En días recientes, en circunstancias ajenas a mi voluntad, presencié fugazmente un altercado entre dos personas, de carro a carro. El semáforo estaba apagado y ambos querían pasar al mismo tiempo, lo cual es imposible. Uno gritaba insultos, el otro respondía multiplicando los insultos y subiendo el volumen de voz, elevando a la cien mil la respuesta ofensiva, asi sucesivamente hasta que se bajaron de sus vehículos, se retaron a golpes y amagaron con armarse de objetos contundentes que aparentemente andaban en la valijera.

Mientras esto ocurría, nadie podía avanzar, estos personajes aplicaron el principio egoísta “o paso yo o no pasa nadie”. Fueron minutos eternos, hasta que se restableció el semáforo, se continuaron insultando, pero ya corriendo en sus autos, fue entonces que pudimos salir del atolladero en el que estuvimos esos minutos por la las conductas impropias de dos personas necias.

Estas actitudes y conductas se repiten día a día, quizá en diferentes circunstancias, pero siempre inducidas por creencias erróneas, tales como creer que no responder al insulto es cobardía, o no tener dignidad, o tener sangre de horchata en las venas, etc.

Habemos personas, muchas de las cuales nos consideramos cristianos, que día a día leemos, oimos y nos esforzamos por poner en práctica, la palabra de Dios, que nos dejamos guiar por Proverbios 15:1 que dice:  “la blanda respuesta aplaca la ira, mientras la respuesta áspera la hace subir”.

Ello significa que para inflamar al máximo la llama de la ira en otra persona, lo único que hay que hacer es agredirla verbalmente, azotarla con palabras, en fin ser duros, entonces veremos cómo brota la rabia de dicha persona.

Sabemos que para poner en práctica la primera parte de Proverbios 15:1, debemos luchar y desterrar de nuestro ser: el falso orgullo, la soberbia, la arrogancia, la intolerancia, el menosprecio, etc.
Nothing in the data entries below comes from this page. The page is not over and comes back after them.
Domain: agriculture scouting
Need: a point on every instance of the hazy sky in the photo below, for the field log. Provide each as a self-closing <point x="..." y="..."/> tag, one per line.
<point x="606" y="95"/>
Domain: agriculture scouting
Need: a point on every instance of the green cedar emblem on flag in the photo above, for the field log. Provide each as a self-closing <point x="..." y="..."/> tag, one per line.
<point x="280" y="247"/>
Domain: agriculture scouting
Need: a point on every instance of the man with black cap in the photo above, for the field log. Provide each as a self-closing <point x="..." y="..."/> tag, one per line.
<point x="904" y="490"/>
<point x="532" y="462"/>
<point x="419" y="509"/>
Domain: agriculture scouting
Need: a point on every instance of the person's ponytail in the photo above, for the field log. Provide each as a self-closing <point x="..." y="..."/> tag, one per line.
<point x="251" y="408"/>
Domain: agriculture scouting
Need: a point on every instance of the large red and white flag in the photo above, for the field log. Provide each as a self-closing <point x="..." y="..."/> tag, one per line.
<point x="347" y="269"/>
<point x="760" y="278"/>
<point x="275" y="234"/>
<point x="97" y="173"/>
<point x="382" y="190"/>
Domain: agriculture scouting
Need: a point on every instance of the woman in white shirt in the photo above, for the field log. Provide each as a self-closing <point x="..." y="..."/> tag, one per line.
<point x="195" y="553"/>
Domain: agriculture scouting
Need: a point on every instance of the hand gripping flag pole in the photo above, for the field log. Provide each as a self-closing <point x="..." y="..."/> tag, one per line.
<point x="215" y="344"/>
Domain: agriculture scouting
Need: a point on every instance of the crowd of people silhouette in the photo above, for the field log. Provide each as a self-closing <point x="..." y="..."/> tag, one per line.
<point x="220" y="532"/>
Con la conciencia que quienes practican estos antivalores son personas necias, y los necios son de mente cerrada, por lo cual su boca siempre está abierta, hablando sandeces.

Cuando somos amables con los demás, les ayudamos a superar su ira. Así que, cuando alguien se muestra enojado(a) contra nosotros y nos agrede verbalmente, lo que corresponde es mantener la calma, ser amables e invocar la palabra y el ejemplo de Jesús para que nos dé fortaleza y pasar la prueba.

Jesús dice “Bendice a quienes te maldicen”, “Desea el bien a quienes te desean el mal”. Cuando Él era agredido verbal y físicamente, siempre respondía con palabra suave, nunca contestó con insultos o amenazas, aún en sus últimos momentos de vida terrenal sus palabras fueron: “Padre perdónalos, porque no saben lo que hacen”.

Quienes queremos ser verdaderos edificadores y aportar a la convivencia pácifica, tenemos doble responsabilidad ante los demás, sean amigos o enemigos, por una parte, no darle cabida a la ofensa y por otra, no ofender a nadie.

Llevar a la práctica esta doble responsabilidad es posible siempre que: a) Perdonemos a quienes nos ofenden (Mateo 18:21-22); b) Respondamos al insulto  con palabra suave, blanda, sin grosería (Mateo 18:15-20); y 3) Practiquemos la mansedumbre, que esta sea armadura contra la altivez, la vanidad, la irritación, el resentimiento y la venganza (Galatas 5:22).